While rivals, like GlaxoSmithKline (LSE: GSK), have been expanding their horizons in the direction of novel biotechnology, AstraZeneca has pretty much stuck to the old-fashioned search for blockbuster prescription drugs. And that business model is starting to look a bit tired these days.

Since chief executive David Brennan took over the helm six years ago, the only real attempt to rectify the growing problem has been the acquisition of biotech researcher MedImmune, now widely considered an expensive flop.

And it has all come to a head today, on first-quarter results and AGM day.

Time to go

Facing a strong challenge to his board re-election, and just a year before his 60th birthday, Mr Brennan has announced his retirement. He'll stand down on 1 June, with chief financial officer Simon Lowth stepping in as interim chief while the search for a long-term replacement, from within the company or from outside, goes ahead.

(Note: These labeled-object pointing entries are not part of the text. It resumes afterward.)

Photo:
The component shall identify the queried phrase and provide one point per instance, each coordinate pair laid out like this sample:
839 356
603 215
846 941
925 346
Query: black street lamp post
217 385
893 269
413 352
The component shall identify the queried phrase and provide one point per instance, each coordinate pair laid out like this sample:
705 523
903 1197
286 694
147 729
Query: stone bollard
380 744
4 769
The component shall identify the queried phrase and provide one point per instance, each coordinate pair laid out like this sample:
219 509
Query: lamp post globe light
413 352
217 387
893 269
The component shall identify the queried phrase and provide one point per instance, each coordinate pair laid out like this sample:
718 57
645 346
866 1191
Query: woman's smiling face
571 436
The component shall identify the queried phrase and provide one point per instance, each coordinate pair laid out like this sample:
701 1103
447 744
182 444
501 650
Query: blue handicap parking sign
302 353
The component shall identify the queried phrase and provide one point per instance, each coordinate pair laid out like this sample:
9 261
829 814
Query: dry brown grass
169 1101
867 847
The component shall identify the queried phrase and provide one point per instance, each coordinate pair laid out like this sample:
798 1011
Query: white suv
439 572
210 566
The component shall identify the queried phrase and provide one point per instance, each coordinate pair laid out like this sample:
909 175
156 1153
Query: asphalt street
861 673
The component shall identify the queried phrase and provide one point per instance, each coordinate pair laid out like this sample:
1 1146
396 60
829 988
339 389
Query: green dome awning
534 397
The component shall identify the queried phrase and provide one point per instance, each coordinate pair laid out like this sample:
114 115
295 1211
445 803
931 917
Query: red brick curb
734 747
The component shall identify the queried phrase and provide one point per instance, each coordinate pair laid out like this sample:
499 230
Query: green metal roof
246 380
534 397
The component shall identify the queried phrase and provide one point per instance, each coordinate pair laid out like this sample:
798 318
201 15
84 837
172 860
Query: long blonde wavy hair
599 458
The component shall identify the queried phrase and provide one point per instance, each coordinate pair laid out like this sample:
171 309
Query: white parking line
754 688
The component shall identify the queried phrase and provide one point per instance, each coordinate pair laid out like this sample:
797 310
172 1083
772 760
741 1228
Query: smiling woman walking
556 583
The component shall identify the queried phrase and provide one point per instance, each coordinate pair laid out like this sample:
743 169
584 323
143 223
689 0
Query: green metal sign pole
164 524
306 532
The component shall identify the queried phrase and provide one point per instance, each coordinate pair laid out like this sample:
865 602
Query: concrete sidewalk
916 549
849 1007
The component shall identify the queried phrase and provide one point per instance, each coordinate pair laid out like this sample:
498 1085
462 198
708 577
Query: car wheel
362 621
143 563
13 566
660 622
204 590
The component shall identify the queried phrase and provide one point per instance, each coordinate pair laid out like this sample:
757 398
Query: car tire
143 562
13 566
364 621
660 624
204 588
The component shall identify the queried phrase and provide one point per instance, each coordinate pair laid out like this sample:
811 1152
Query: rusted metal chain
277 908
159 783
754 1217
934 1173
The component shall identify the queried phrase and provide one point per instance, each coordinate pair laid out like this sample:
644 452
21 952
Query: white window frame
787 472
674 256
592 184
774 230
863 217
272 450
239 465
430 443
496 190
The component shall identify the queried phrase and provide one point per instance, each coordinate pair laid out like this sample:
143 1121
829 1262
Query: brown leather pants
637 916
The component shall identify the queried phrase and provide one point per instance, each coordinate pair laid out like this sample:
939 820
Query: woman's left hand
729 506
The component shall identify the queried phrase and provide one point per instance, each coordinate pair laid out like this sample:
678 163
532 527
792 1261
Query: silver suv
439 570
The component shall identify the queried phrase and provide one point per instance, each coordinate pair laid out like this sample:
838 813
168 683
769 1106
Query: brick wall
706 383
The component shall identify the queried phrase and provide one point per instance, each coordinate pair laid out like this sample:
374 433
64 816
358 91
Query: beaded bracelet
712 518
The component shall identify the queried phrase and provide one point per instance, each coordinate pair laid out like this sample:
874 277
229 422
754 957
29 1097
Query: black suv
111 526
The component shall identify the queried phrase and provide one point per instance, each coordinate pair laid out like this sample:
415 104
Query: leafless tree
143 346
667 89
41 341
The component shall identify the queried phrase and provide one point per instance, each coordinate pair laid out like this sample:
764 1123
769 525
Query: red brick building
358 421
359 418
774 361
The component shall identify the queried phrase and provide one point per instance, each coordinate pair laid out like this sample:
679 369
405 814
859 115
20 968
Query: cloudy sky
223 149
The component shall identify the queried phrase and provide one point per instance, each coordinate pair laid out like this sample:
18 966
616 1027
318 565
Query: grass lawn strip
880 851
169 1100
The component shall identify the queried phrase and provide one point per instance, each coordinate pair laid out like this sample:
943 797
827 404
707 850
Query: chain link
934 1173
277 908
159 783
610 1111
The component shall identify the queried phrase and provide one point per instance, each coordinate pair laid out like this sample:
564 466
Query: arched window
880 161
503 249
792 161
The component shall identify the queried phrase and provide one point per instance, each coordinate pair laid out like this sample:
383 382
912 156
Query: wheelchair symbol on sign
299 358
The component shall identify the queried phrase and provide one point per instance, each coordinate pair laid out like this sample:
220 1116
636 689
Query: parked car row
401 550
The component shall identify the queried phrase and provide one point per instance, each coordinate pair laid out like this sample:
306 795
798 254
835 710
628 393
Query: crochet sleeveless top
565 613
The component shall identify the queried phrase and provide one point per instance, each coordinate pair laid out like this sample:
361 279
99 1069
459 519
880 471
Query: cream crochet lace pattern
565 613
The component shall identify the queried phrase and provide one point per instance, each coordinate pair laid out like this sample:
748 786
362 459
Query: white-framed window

Chairman Louis Schweitzer is to step down as well, to be replaced by Leif Johansson who will head the CEO search.

But what about those Q1 figures? Well, they're not good. Pre-tax profit has fallen by 38% to $2.1bn (£1.3bn), with earnings per share (eps) sliding from $2.08 to $1.28.

And it's largely down to that long-expected, and inadequately planned-for, patent expiry, with the outgoing CEO telling us: "The anticipated impact from the loss of exclusivity on several brands [...] has made for a difficult start to the year in revenue terms."

The anti-depression drug Seroquel is the main culprit, after its patent expired last month. But we'll see protection for heartburn treatment Nexium ending in 2014, and for the big one, the anti-cholesterol statin Crestor, in 2016. That's going to hurt.

Profit warning

This Q1 shortfall is no short-term blip, and we have also been given what is effectively a profit warning for the full year, with eps guidance having been revised downwards from the earlier figure of $6.15 to $5.85 -- a fall of 5%.

The shares have lost 5.5% as I write, and are currently changing hands for £26.80 apiece.

Will the next CEO get AstraZeneca back on track? Are the shares oversold and worth buying now? Please do share your thoughts, below.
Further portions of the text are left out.